Thalia selesai membantu ibunya melipat pakaian gitu. Thalia duduk santai di ruang tengah sambil asik baca bukunya.
Isi buku yang di baca Thalia :
Tahun 1519, pasukan Spanyol yang dipimpin Hernán Cortèz memulai penjelajahan di Amerika Selatan. Perjalanan inilah yang kemudian menjadi awal penjajahan bangsa Spanyol di Amerika Selatan. Mereka tidak segan berbuat kejam kepada penduduk lokal hanya untuk mendapatkan emas, perak, serta hasil bumi seperti cokelat dan tembakau. Pada awalnya, penjajahan bangsa Spanyol berjalan dengan lancar. Mereka menggunakan senjata api untuk melawan penduduk lokal yang hanya bersenjatakan tombak dan pedang. Peperangan yang tidak seimbang tersebut berubah menjadi pembantaian. Penduduk lokal yang selamat dari pembantaian tersebut dijadikan budak oleh bangsa Spanyol.
Beberapa waktu kemudian, keadaan berubah. Penduduk lokal yang selamat dari pembantaian dan perbudakan bergabung dalam suku-suku dan melakukan perlawanan balik. Perang gerilya dan penguasaan lingkungan yang baik menjadi senjata utama suku-suku lokal ini dalam menghadapi bangsa Spanyol. Mereka bahkan mampu mendesak bangsa Spanyol sehingga hanya mampu bertahan di dalam benteng-benteng mereka.
Pengepungan berbulan-bulan itu mengakibatkan persediaan makan penghuni benteng menjadi sedikit. Mereka tidak dapat melakukan aktivitas jual-beli di kota ataupun berburu makanan. Beberapa orang yang nekat keluar dari benteng untuk berjual-beli atau mencari makan tidak ada yang berumur panjang.

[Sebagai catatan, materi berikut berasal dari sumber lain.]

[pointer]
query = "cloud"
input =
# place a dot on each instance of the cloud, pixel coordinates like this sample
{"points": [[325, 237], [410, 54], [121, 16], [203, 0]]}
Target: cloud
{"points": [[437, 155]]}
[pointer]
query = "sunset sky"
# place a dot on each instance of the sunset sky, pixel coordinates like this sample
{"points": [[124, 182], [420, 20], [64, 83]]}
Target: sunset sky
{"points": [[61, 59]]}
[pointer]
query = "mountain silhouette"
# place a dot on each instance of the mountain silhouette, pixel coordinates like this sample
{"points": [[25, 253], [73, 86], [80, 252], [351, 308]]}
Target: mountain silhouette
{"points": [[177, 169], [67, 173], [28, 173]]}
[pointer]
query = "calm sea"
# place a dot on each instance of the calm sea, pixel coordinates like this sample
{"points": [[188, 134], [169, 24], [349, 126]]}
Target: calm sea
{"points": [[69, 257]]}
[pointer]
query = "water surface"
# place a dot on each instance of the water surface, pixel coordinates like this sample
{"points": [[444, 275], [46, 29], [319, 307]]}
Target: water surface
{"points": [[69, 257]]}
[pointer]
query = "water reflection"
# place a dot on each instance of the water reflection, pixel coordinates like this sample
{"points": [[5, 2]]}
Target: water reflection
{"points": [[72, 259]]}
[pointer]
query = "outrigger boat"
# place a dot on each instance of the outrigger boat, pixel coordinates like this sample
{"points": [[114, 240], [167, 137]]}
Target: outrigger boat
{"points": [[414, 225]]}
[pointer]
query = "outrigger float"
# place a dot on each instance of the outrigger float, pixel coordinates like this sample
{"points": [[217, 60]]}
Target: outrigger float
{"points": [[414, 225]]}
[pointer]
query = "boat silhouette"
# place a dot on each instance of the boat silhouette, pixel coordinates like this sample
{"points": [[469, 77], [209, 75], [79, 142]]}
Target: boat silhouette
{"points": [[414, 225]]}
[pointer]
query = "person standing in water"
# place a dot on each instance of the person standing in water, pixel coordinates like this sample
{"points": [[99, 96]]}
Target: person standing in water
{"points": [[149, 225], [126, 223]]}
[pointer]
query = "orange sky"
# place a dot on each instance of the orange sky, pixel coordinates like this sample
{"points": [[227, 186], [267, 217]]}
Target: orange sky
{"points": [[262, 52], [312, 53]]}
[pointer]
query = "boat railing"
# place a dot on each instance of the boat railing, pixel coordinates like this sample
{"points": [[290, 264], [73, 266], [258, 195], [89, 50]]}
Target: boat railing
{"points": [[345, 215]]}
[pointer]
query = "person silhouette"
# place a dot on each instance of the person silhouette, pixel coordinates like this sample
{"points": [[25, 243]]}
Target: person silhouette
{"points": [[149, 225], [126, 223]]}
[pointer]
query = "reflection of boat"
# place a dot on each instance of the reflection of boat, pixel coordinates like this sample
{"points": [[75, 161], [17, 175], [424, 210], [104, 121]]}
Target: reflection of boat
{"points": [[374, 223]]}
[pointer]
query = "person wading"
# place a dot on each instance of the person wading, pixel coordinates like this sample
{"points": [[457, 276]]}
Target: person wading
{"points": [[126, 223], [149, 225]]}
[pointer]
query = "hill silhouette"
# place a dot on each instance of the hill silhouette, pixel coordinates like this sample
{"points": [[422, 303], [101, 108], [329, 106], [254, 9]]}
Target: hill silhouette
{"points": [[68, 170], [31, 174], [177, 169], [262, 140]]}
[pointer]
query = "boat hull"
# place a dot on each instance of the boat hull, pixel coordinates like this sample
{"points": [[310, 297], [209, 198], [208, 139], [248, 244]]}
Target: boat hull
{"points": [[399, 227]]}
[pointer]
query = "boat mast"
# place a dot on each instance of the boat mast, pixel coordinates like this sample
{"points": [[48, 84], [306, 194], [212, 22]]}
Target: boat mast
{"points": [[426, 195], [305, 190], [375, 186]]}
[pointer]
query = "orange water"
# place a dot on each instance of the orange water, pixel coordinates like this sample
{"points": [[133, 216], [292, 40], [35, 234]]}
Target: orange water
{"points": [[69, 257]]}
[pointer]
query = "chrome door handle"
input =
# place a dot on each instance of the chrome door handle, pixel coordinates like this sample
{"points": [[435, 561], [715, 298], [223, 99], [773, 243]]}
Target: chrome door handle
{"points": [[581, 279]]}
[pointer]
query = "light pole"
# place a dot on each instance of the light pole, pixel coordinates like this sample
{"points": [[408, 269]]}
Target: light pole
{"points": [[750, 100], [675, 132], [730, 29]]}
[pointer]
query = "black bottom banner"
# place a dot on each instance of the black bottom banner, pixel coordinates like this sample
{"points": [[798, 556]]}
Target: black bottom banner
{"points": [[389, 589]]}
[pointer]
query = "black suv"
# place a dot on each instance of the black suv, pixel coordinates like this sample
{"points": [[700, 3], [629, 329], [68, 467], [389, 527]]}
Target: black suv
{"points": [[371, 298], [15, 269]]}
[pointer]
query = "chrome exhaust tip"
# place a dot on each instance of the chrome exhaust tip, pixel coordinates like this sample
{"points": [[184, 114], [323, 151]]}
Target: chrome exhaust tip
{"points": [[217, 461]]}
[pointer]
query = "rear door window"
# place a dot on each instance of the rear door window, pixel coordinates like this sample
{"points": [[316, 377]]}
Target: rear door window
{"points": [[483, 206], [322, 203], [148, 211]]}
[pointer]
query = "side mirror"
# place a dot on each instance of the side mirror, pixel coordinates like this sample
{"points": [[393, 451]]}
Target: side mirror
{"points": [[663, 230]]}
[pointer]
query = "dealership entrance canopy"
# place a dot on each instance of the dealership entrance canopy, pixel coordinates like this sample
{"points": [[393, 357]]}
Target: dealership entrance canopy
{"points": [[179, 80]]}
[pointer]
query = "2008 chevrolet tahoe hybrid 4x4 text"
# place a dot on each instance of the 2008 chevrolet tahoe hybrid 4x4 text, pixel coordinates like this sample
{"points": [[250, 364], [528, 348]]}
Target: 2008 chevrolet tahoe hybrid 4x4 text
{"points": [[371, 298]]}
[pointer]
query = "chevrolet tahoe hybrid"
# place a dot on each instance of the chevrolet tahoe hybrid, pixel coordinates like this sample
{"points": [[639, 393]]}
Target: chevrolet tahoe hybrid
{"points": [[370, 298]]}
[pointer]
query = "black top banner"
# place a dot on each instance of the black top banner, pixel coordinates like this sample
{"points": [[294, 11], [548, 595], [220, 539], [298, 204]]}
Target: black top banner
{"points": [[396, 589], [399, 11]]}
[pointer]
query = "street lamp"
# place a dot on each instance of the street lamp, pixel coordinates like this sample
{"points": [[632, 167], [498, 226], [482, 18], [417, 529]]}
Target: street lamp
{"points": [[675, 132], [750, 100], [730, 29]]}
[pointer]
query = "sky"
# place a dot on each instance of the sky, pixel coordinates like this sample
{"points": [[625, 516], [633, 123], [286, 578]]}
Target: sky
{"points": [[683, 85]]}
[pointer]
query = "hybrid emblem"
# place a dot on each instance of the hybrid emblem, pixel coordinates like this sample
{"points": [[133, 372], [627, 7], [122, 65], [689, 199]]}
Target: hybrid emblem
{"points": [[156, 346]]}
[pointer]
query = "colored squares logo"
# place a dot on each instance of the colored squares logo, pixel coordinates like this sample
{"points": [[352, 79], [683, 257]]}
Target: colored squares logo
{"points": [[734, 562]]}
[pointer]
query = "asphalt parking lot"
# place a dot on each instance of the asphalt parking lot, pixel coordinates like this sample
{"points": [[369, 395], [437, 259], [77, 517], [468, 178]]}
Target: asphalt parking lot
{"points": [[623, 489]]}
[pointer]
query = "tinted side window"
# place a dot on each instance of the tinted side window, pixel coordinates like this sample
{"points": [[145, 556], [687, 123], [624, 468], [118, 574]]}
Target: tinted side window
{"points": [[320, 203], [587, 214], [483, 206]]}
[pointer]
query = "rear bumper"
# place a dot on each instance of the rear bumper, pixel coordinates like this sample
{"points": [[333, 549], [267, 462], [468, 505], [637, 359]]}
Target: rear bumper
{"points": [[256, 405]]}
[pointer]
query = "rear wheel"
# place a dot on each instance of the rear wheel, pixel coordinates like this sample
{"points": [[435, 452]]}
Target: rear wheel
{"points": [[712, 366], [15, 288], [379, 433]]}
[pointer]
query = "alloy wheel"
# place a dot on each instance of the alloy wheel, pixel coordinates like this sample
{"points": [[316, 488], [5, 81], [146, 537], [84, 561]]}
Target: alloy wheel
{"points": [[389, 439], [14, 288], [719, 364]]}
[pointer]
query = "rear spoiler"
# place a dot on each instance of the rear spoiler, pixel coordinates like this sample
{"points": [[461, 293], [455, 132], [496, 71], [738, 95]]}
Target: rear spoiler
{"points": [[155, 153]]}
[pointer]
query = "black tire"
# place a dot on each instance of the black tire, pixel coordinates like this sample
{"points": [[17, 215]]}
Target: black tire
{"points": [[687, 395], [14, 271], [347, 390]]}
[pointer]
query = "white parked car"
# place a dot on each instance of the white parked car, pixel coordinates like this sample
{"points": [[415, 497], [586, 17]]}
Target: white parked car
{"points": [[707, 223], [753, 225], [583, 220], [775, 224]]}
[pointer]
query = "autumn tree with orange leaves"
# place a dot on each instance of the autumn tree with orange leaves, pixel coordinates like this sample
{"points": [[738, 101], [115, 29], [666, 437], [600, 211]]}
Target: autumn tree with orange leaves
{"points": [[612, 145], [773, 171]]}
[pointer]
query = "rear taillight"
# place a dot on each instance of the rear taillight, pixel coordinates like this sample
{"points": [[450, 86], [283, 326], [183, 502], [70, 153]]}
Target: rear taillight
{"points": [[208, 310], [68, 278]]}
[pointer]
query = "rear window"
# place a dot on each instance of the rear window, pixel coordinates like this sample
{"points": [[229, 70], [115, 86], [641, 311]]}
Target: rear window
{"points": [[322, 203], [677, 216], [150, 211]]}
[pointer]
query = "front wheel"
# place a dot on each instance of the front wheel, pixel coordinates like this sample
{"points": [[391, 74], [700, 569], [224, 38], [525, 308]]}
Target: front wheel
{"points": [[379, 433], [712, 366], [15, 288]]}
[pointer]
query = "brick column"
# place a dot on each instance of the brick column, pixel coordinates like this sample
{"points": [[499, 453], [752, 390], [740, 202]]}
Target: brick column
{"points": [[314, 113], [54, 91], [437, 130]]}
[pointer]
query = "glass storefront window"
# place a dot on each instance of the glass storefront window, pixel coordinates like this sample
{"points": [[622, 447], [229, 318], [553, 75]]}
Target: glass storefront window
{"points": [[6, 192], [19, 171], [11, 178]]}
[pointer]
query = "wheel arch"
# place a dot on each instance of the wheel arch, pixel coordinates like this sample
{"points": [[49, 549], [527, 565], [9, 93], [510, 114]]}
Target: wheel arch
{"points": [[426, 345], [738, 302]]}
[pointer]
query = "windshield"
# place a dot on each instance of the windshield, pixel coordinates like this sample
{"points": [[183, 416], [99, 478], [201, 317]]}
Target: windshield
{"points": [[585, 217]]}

Mereka dikirim kembali ke benteng oleh suku-suku lokal dalam keadaan tidak bernyawa.
Kejadian ini membuat Kapten Diaz, sebagai pimpinan sebuah benteng di pedalaman Argentina, pusing. Ia seakan menghadapi dua musuh yang menyerang bersamaan; pengepungan benteng dan persediaan makanan yang semakin menipis.
“Pasukan Spanyol adalah pasukan terkuat di dunia. Mereka dapat melawan apa pun yang bernapas,” kata kapten Diaz kepada para perwiranya dalam suatu rapat.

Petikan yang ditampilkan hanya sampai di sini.